Stuart Randall has had an “unbelievably busy few weeks”. You might think the next few months will be even more frantic for the chief executive of Brokerbility, which aims to reach £500m in gross written premium by the end of the year. He isn’t daunted, though.

The target is “not difficult to achieve”, he says, “because of the size of Brokerbility brokers”. The core brokers in the group range in size between £15m GWP and £25m GWP, although its biggest brokers are approaching £35m GWP.

“We have probably got 20 of the top 100 brokers in the independent sector,” he says.

Brokerbility has 25 members in total, a presence in the North-West, North-East, East Midlands, East Anglia and the

South-East, and it recently brought in Ian Stutz, former Aon director, as managing director – not bad going for an organisation launched in January 2006.

Back then, Randall was busy at Brett & Randall, the Leicester broker he set up in 1982 with David Brett and still runs, but there were frustrations. “We felt squeezed in the middle of the hourglass and we thought, there has to be another way. Brokerbility was the other way,” he says.

“We knew Brokerbility could be exactly how it is today, but the translation of plans like that into practice often fail. However, the organisation grew faster than we thought it would and, within two years, we grew dramatically from nothing to £400m gross written premium.”

That would explain why he calls the past three years the most interesting of his near 35-year career (“Christ, that is a long time,” admits a surprised Randall after working out the length of his tenure in the industry). Now that Brokerbility is closing in on the magic £500m figure, however, he insists he is under no pressure to keep expanding the business.

“When we get to £500m, we will concentrate on maximising our current opportunities because we feel in the current market, despite the credit crunch and all the problems around it, there has never been a better time to be an independent broker.

“One by one the consolidators are having their own problems from whatever direction, and the fall-out from that will create opportunities all over the place.”

Although he accepts Brokerbility brokers will expand through organic growth and acquisition, he says the group will not emulate networks “that have gone beyond their optimum size”.

“Big is beautiful to a degree, but there is a tipping point where that size starts to act against the wider interests of the group.

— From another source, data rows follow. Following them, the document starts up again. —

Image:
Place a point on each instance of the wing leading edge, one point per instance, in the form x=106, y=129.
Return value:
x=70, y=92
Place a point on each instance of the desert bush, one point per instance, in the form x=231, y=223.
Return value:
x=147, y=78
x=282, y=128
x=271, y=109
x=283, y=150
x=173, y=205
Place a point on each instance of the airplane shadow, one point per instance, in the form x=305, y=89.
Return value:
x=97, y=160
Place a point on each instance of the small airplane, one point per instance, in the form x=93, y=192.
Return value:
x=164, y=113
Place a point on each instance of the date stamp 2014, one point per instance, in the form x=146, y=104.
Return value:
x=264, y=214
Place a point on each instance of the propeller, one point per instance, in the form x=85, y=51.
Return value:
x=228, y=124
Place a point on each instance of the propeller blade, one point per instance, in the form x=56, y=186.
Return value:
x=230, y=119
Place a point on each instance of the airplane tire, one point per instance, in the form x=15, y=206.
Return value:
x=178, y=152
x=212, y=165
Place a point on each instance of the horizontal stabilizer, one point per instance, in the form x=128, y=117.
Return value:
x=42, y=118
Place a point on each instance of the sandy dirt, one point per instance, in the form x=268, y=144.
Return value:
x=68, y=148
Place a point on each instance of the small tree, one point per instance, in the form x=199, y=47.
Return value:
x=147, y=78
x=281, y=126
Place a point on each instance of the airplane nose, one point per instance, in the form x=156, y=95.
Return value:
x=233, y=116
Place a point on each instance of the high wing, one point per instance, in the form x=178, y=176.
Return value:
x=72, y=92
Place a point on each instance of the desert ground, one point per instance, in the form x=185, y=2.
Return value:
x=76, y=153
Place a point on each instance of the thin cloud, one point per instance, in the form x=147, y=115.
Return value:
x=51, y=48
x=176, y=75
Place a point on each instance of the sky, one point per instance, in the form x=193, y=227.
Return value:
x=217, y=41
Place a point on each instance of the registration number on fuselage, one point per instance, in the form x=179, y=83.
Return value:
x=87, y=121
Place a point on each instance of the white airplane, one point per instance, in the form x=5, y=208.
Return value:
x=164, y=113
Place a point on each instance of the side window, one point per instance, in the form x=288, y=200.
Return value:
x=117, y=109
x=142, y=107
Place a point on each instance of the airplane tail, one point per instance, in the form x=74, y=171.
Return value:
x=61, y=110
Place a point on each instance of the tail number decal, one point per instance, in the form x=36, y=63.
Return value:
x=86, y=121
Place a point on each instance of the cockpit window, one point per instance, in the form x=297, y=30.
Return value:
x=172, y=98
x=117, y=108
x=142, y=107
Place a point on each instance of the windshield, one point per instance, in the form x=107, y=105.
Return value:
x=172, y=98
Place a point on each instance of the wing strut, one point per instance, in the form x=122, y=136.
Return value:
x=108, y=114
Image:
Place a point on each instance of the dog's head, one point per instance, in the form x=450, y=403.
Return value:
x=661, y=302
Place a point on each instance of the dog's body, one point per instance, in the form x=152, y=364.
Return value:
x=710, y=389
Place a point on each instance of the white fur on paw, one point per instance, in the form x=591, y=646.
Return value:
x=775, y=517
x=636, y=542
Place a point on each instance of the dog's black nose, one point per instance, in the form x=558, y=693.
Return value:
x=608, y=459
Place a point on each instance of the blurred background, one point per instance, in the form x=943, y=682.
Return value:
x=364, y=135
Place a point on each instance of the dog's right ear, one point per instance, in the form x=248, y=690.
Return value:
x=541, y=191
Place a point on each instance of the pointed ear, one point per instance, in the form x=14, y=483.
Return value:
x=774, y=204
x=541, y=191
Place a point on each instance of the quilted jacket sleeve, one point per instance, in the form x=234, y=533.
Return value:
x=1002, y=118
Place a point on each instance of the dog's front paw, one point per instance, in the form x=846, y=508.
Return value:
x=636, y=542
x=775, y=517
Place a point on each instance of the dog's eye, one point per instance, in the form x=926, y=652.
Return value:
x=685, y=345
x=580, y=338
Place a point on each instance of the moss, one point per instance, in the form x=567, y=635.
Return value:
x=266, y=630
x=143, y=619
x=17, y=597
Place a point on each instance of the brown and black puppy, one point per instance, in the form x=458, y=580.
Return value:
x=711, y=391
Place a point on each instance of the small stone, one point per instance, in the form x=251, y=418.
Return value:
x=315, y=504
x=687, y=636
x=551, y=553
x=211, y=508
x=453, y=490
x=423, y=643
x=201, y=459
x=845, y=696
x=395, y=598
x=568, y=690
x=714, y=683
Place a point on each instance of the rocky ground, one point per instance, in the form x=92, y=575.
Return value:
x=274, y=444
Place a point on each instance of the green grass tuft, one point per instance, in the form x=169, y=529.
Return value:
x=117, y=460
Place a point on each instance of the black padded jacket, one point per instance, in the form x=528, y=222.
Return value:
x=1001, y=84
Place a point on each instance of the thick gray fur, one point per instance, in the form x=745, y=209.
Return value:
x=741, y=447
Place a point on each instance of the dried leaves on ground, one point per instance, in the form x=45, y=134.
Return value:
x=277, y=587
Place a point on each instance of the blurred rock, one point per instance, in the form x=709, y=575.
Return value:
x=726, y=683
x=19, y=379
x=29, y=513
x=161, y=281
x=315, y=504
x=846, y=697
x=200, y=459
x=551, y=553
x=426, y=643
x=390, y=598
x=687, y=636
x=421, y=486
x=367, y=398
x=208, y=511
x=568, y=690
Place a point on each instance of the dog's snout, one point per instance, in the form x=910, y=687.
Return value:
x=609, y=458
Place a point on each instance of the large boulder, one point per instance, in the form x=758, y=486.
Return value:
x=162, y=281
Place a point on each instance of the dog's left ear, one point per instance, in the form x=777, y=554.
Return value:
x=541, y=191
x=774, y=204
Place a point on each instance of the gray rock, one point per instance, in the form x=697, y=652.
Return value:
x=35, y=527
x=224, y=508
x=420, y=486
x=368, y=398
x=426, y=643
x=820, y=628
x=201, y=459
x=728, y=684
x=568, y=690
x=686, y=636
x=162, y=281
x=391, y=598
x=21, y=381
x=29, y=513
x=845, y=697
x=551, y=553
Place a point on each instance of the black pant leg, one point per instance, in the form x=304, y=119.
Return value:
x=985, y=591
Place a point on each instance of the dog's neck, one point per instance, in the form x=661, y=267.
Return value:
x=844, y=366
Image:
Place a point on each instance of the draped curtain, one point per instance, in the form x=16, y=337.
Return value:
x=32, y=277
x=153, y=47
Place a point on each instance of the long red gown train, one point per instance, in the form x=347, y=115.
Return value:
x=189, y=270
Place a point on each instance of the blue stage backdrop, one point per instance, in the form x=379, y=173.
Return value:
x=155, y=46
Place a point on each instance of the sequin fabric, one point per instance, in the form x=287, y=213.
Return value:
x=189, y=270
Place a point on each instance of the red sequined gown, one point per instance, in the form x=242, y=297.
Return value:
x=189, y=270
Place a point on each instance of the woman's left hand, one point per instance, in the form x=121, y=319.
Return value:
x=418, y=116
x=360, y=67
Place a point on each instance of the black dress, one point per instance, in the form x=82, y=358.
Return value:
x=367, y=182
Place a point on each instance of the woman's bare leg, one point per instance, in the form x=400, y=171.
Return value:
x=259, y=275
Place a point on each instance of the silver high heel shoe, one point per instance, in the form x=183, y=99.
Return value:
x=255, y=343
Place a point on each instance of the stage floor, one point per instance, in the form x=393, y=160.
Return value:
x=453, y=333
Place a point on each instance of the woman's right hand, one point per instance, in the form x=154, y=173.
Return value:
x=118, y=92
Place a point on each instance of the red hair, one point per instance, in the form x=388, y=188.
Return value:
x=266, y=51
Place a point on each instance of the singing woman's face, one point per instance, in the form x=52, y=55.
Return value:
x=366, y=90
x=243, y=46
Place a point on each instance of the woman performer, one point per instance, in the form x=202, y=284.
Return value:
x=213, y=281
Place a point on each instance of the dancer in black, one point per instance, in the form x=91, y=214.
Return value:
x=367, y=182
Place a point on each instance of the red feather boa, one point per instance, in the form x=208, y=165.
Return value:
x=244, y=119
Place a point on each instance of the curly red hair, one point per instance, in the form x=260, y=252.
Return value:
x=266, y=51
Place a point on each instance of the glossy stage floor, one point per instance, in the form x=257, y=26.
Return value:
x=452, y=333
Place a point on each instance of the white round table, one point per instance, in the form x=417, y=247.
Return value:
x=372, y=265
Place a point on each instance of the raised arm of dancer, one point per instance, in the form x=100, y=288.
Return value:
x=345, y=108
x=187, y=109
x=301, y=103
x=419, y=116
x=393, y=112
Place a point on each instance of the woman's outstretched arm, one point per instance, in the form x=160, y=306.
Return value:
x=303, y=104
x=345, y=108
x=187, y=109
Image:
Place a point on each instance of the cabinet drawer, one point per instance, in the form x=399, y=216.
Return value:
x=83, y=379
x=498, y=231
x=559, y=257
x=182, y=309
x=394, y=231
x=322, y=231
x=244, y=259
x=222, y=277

“We are not looking to reach 1bn pound. If we go beyond a certain size we will start to lose the benefits of what we have achieved.

Stuart Randall

“We are not looking to reach £1bn because we feel if we go beyond a certain size we will start to lose the benefits of what we have achieved and what we are striving to achieve. This year we have slowed down the number of people we are talking to. We want to slow growth. We are cool about it.”

To that end, brokers who wish to join the group have to meet certain requirements. First, they have to be “nice people”.

“We do a huge amount of research, financial and due diligence in terms of finding out about the brokers,” says Randall. “The idea is to go into a region and slowly build, based on the local knowledge of the people in the region already.

“In the last two months there have been three brokers we have spoken to and later discovered things about them that we feel don’t really fit with our ideals, and they have been rejected. The minute you start to dilute what you are offering, you are on a slippery slope.”

Randall repeatedly insists that Brokerbility is neither a network nor an alliance, but grudgingly accepts that the business will be tagged as such. “Brokerbility filled a gap which no one else was in and it is difficult to put a handle on ourselves, but the best way we would describe ourselves is a federation.”

He won’t say that Brokerbility obtains higher commissions for its members, but its brokers do benefit from “true partnerships” with insurers. Unlike networks, there are no other perks such as compliance or human resources support for Brokerbility members. They are “all big boys and can look after themselves”, says Randall. Brokerbility is more of a negotiator on behalf of its brokers, which otherwise operate independently.

“From our point of view alliances were good sounding boards for people. Though not being an alliance ourselves, we understood alliances are good for a lot of people. But alliances are essentially committees and committees don’t design good cars.

“Networks offer something, especially to the smaller broker, which is important. But the brokers in Brokerbility are of such a size that a lot of the things offered to networks aren’t of interest to them.”

He adds: “I’m not aware of any other real networks that have the larger provincial brokers as members.”

Running Brokerbility and Brett & Randall keeps his hands full, but Randall, a rugby fan who also owns “a few motorbikes”, enjoys his work.

“I still deal with clients, but it is important that you are grounded and face the same problems that everyone else is facing. It is good to see clients, it is good to win new business, it is fun.

“There is a crossover sometimes in terms of pressure but, generally speaking, I have managed to focus my time on where it needs to go.”

Stutz, Brokerbility’s new managing director, will relieve him of any pressures and is the perfect person to improve the business, says Randall. He modestly adds: “To have a great organisation, you need to surround yourself with people that are better than you.”